Training and preparation were among the key elements at play in early December when the District of Columbia National Guard took part in the state funeral of former President George H.W. Bush, who died in Houston on Nov. 30 at age 94.

"The goal is to make it look like it was easy," said Army Maj. Mark Ballantyne, operations officer and mission planner with the D.C. Guard's Multi-agency Augmentation Command. "Because then, that means we did our job right."

Guard members remained busy elsewhere as the year drew to a close. A week before the new year, New York Air National Guard members took part in an integral mission that's been ongoing for more than 60 years -- tracking Santa's path on Christmas Eve.

Airmen with the Eastern Air Defense Sector, part of the North American Aerospace Defense Command, assisted NORAD with the annual tracking mission -- which dates back to 1955 and an incorrect phone number in a department store ad. The ad directed children to check on Santa's whereabouts and progress by calling the number. But, the misprinted number meant those who dialed it were calling not the department store, but the operations center of the Continental Air Defense Command, NORAD's predecessor organization.

"NORAD has supported Santa Claus' Christmas Eve operations for 60 years and we are always delighted to help," said Air Force Col.
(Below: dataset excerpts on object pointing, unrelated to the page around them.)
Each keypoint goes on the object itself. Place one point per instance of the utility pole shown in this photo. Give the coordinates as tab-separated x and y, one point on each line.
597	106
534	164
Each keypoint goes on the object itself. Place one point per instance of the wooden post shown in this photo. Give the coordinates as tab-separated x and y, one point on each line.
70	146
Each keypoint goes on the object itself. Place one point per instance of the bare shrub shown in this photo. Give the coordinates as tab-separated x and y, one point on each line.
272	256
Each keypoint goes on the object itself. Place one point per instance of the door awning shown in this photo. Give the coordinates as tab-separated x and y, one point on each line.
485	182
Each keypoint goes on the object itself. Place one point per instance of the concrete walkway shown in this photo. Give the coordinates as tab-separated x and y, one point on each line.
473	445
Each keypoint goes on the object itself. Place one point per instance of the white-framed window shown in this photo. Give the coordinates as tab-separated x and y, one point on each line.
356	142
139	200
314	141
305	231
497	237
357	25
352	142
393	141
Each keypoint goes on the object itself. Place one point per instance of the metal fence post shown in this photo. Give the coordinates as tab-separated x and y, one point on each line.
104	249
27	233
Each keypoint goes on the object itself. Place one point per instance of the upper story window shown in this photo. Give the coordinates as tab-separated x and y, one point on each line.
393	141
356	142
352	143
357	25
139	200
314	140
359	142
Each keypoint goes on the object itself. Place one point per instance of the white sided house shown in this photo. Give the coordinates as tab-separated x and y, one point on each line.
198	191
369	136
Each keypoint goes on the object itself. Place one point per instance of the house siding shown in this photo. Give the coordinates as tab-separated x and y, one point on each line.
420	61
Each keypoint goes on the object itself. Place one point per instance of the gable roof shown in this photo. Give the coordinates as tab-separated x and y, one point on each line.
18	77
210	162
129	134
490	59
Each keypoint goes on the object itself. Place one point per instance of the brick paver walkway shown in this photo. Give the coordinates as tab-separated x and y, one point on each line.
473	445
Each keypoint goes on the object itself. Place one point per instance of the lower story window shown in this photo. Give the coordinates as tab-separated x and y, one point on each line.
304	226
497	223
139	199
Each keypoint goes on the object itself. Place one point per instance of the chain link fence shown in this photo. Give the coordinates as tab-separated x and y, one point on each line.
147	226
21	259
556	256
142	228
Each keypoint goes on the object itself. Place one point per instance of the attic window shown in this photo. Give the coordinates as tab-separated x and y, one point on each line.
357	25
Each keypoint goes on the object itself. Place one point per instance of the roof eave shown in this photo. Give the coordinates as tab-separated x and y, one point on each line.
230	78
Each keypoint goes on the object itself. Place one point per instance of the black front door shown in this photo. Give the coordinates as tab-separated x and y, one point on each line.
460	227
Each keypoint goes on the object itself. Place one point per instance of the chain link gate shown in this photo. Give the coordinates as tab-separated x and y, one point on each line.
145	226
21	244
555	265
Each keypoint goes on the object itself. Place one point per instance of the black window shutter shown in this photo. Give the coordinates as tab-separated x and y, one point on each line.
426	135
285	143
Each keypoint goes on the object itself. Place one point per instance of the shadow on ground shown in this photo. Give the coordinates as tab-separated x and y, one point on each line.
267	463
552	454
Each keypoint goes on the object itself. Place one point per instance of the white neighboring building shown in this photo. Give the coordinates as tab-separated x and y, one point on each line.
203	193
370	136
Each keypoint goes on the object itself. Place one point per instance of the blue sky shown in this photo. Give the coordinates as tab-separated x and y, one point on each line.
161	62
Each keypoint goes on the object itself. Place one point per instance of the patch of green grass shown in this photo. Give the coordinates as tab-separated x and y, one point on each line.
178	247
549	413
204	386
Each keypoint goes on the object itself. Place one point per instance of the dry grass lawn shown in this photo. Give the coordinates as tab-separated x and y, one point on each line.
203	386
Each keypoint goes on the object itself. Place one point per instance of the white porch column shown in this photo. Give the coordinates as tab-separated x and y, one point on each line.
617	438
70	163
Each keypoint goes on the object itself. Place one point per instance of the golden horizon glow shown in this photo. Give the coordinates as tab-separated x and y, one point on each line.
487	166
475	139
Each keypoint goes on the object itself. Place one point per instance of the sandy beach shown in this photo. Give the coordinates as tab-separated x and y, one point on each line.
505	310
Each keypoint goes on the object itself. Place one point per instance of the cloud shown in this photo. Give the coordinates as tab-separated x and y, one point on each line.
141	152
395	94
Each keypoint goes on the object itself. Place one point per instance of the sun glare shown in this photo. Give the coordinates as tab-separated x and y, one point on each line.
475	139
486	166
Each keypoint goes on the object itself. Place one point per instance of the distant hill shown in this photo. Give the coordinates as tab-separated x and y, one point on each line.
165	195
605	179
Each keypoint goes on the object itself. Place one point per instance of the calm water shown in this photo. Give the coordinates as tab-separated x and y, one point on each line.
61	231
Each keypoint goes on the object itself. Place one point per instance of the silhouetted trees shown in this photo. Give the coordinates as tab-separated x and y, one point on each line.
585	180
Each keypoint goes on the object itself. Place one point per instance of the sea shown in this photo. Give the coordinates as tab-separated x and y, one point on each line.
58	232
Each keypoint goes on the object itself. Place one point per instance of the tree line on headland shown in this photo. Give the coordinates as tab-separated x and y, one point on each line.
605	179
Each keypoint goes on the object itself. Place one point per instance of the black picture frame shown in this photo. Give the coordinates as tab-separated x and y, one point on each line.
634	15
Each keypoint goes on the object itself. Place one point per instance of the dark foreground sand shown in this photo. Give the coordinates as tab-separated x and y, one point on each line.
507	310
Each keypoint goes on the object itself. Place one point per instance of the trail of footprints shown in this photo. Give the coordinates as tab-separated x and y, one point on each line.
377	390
Emil J. Filkorn, commander of the Eastern Air Defense Sector. "I can assure everyone that EADS will do everything in its power to assist Santa with his critical mission."

And as Santa made his rounds, Guard members looked to the coming year and the challenges and missions that may come.

"We are an integral part of the Joint Force in ensuring the National Defense Strategy is efficiently executed," said Lengyel. "We are indisputably an operational force."